At a congressional hearing Wednesday on the Obama administration's climate-change policy, most Republicans steered clear of global warming denial. But not David McKinley. The West Virginia Republican insisted that "over the last 40 years," there has been "almost no increase in temperature, very slight."
Scientists disagree. Kevin Trenberth, a senior scientist with the National Center for Atmospheric Research, called McKinley's claim "completely wrong." Michael Mann, the Meteorology Director at Penn State's Earth System Science Center, called it a "flat-out falsehood." Mann explained that "global mean temperatures have warmed at an average rate of roughly 2 [degrees Fahrenheit] per century over that time frame."
Indeed, this NASA chart of annual global temperatures shows dramatic warming over the last 40 years:
McKinley's office didn't respond to multiple requests for the source of his temperature claims.

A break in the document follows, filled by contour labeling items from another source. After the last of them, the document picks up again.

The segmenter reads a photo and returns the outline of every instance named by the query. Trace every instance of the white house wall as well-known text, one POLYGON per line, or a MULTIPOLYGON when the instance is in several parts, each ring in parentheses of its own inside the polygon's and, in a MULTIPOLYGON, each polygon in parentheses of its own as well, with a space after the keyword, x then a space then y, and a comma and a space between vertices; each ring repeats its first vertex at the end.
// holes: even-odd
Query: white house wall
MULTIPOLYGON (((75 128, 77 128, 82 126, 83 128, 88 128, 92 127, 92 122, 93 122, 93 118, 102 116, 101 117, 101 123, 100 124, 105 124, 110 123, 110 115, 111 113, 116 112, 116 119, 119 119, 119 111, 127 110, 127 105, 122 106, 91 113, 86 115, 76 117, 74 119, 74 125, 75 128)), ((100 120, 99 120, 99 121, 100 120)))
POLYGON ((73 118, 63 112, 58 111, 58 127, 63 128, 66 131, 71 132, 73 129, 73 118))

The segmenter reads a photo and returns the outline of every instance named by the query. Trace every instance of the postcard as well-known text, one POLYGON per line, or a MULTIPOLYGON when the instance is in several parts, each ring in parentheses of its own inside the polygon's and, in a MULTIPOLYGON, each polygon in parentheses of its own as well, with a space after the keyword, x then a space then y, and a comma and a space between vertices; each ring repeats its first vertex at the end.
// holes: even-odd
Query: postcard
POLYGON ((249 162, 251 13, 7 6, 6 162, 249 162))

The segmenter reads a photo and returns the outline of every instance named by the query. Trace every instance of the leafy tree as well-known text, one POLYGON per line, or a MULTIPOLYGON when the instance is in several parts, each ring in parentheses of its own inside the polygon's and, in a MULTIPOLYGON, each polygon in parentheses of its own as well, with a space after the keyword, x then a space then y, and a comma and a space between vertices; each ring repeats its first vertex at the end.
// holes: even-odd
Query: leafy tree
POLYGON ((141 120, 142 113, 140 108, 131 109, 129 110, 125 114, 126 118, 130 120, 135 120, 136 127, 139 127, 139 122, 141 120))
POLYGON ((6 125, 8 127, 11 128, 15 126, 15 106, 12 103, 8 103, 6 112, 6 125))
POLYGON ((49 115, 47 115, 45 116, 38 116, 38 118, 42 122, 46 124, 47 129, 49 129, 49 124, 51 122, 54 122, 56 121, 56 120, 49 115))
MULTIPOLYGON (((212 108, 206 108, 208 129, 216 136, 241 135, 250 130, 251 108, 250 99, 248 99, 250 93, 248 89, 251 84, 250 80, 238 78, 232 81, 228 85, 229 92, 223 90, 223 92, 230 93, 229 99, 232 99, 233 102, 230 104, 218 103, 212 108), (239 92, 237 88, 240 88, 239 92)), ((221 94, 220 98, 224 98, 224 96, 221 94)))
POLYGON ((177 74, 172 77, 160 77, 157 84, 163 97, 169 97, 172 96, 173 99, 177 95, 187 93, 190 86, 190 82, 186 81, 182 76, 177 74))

During the hearing, McKinley also argued that Arctic sea ice has "actually increased by 60 percent." That's a reference to the fact that less ice has disappeared this summer than during the record-setting 2012 melt. Skeptics have cited this in suggesting that the dangers of climate change are overstated, but the fact is that the current Arctic sea ice extent is well below the 30-year average.
Moments after McKinley spoke, Democrat Henry Waxman called McKinley's statements "incredibly inaccurate."
"I think this illustrates why we need a committee where we bring in the scientists," said Waxman. He added, "We need scientists to come in here and talk about science."